This tutorial aims to cover the basic motivation, ideas and theory of Gaussian Processes and several applications to natural language processing tasks. Gaussian Processes (GPs) are a powerful modelling framework incorporating kernels and Bayesian inference, and are recognised as state-of-the-art for many machine learning tasks. This tutorial will focus primarily on regression and classification, both fundamental techniques of wide-spread use in the NLP community. We argue that the GP framework offers many benefits over commonly used machine learning frameworks, such as linear models (logistic regression, least squares regression) and support vector machines (SVMs). GPs have the advantage of being a fully Bayesian model, giving a posterior over the desired variables. Their probabilistic formulation allows for much wider applicability in larger graphical models, unlike SVMs. Moreover, several properties of Gaussian distributions means that GP (regression) supports analytic formulations for the posterior and predictive inference, avoiding the many approximation errors that plague approximate inference techniques in common use for Bayesian models (e.g. MCMCM, variational Bayes). GPs provide an elegant, flexible and simple means of probabilistic inference. GPs have been actively researched since the early 2000s, and are now reaching maturity: the fundamental theory and practice is well understood, and now research is focused into their applications, and improve inference algorithms, e.g. for scaling inference to large and high-dimensional datasets. Several open-source packages (e.g. GPy and GPML) have been developed which allow for GPs to be easily used for many applications. This tutorial aims to present the main ideas and theory behind GPs and recent applications to NLP, emphasising their potential for widespread application across many NLP tasks.

For more information, see Trevor's page for the tutorial.

Tutorial 2

Unfortunately, due to unforeseen circumstances, this tutorial has been cancelled.

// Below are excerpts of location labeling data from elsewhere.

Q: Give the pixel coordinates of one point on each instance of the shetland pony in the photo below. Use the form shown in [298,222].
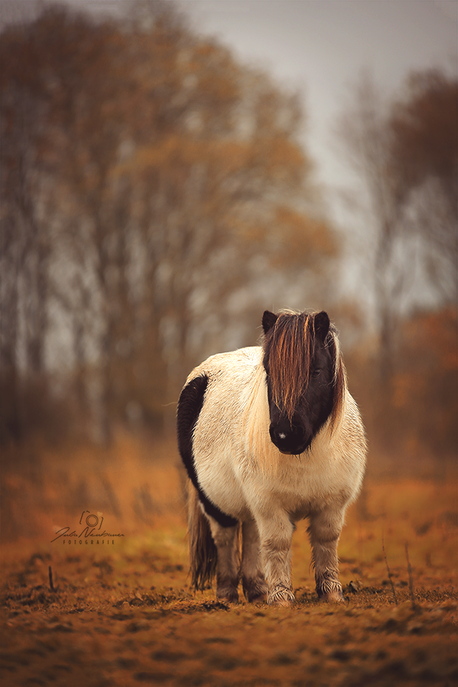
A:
[270,435]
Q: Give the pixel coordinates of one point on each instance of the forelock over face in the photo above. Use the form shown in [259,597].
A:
[288,350]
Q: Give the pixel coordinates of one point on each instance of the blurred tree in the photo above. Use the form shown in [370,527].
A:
[406,157]
[157,168]
[425,149]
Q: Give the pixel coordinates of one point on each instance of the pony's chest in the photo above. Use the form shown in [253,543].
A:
[299,489]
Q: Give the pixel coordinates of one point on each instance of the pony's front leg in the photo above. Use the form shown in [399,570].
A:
[228,565]
[324,531]
[253,581]
[276,534]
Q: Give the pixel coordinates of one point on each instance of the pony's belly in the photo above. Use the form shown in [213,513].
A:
[220,485]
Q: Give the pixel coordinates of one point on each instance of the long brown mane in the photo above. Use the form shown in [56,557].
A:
[289,348]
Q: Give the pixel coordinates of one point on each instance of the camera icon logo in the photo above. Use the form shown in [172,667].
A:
[92,520]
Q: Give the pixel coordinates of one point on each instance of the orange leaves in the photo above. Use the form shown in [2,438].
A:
[299,240]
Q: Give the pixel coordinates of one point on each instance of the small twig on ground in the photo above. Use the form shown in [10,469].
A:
[409,569]
[51,585]
[389,572]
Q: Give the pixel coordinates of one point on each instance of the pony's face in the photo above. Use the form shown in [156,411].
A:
[300,378]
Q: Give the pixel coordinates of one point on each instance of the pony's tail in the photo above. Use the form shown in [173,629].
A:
[202,549]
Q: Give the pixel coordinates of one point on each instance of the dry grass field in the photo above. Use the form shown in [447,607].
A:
[120,613]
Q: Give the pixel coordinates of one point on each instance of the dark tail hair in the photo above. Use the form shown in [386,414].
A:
[202,550]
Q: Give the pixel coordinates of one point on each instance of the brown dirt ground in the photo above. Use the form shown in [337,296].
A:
[123,614]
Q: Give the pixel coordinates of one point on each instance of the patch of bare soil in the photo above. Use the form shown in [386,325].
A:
[124,614]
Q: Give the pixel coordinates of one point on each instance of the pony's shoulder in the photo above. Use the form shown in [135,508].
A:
[236,361]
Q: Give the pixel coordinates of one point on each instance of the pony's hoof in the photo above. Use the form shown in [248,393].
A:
[335,597]
[229,595]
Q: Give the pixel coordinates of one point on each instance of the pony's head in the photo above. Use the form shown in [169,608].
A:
[305,377]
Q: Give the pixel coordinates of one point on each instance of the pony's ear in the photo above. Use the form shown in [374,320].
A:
[268,320]
[322,325]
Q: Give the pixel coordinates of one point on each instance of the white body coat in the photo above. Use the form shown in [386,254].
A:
[245,475]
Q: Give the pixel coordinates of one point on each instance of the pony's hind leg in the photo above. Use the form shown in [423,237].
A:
[324,530]
[254,584]
[228,566]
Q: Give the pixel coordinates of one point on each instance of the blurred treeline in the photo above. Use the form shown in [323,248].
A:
[155,199]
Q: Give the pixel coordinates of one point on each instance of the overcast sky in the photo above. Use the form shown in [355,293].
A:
[321,46]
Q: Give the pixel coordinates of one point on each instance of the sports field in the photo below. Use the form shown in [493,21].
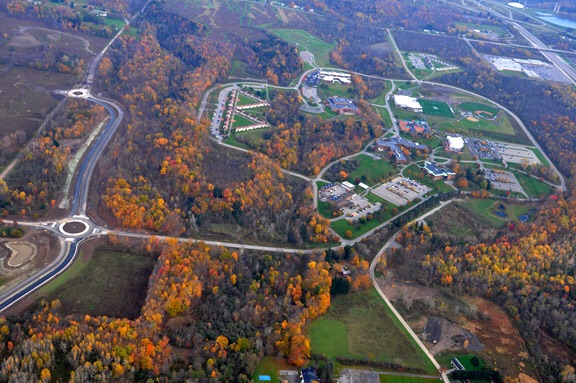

Presenter: Dr. Gholamreza Haffari

Title: Machine Learning Approaches for Dealing with Limited Bilingual Data in Statistical Machine Translation

Short Description:

High quality translation output in Statistical machine translation (SMT) is dependent on the availability of massive amounts of parallel text in the source and target language. There are a large number of languages that are considered "low-density", either because the population speaking the language is not very large, or even if millions of people speak the language, insufficient online resources are available in that language. This tutorial covers machine learning approaches for dealing with such situations in SMT where the amount of available bilingual data is limited.